Le regard de la liberté, les mots de la dignité

Édito

Date de rédaction :
01 juillet 2010

Une fois de plus, l’industrie pharmaceutique affiche des drapeaux en berne : après l’échec, depuis 2003, d’une douzaine de traitements potentiels expérimentés par leurs différents concurrents, les laboratoires Eli Lilly & Co viennent, à leur tour, d’abandonner les recherches sur leur médicament expérimental, le semagacestat, qui non seulement s’est avéré sans effet positif sur les fonctions cognitives, mais qui aggravait la capacité des personnes malades à effectuer des activités quotidiennes. Comme le reconnaît un analyste financier de Wall Street, « si vous ne comprenez pas comment la maladie démarre et progresse, il va être difficile de trouver un remède ou un traitement ». Résultat : les actions d’Eli Lilly ont chuté de 2,3% (www.news.businessweek.com, 28 août 2010).

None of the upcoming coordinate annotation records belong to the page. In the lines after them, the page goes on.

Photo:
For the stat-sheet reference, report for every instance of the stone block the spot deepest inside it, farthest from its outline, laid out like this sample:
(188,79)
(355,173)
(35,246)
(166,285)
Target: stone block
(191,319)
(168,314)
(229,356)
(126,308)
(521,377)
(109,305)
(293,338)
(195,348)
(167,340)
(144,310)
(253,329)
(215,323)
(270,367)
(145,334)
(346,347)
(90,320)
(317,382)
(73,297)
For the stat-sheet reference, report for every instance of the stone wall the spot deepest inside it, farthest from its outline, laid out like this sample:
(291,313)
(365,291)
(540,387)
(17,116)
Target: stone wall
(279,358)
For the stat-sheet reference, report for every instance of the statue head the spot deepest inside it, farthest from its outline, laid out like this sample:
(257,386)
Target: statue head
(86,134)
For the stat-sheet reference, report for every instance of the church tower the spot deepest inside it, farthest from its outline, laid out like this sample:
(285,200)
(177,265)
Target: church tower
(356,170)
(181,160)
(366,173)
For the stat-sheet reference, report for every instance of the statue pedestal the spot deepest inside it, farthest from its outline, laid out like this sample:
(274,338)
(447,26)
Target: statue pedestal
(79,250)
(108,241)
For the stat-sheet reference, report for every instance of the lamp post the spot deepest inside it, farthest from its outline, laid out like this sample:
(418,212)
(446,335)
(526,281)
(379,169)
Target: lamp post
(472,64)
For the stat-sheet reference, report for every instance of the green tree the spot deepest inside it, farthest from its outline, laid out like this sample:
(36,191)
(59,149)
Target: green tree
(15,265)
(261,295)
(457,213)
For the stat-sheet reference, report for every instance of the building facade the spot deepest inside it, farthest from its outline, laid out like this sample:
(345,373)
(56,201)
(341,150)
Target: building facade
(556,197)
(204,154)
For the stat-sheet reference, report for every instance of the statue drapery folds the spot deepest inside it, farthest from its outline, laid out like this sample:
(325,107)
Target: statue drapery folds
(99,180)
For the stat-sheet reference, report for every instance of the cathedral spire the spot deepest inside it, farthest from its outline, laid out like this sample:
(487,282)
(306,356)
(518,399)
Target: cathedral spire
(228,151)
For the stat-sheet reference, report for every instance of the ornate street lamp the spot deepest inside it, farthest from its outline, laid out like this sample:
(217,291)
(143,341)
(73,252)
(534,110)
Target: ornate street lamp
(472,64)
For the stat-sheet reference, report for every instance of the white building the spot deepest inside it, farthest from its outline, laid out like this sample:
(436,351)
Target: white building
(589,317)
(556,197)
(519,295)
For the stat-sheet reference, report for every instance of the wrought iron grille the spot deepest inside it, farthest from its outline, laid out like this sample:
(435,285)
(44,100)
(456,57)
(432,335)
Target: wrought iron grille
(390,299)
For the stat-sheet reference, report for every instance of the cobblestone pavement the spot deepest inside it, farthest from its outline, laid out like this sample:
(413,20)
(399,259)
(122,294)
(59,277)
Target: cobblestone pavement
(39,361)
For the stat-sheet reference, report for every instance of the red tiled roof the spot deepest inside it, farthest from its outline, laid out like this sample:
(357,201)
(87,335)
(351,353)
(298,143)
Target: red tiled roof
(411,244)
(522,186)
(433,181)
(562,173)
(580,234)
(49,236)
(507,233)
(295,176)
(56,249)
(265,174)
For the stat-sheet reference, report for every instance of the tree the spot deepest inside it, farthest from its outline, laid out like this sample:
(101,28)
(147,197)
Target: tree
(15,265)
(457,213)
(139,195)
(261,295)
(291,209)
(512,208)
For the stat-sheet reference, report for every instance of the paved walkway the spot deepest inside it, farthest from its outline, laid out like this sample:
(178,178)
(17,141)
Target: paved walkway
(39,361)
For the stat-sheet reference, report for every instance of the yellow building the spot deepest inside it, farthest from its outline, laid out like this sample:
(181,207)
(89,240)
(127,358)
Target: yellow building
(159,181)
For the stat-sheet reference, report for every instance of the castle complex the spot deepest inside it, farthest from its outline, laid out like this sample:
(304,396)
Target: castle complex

Dans le même temps, la recherche marque sans arrêt des progrès dans la mise au point d’un diagnostic plus sûr et plus précoce : combinaisons nouvelles de biomarqueurs (www.aolnews.com, 9 août 2010), mise à jour internationale des critères (www.alz.org, 13 juillet 2010). Mais les réserves que nous avons déjà formulées restent plus que jamais d’actualité, et c’est Martin Winckler, médecin et auteur de La Maladie de Sachs, qui nous les rappelle : « même si on était capable de faire le pronostic sur des symptômes précoces, quel pourrait en être l’intérêt pour les personnes concernées, en dehors de créer angoisse, désespoir et catastrophes en série : les assurances pourraient refuser de les assurer (…) ; les personnes qui ne veulent pas vivre avec un(e) futur(e) malade refuseraient de se lier avec elles ; les employeurs qui craindraient de leur confier un travail ne les embaucheraient plus » (www.passeportsante.net, 26 juillet 2010).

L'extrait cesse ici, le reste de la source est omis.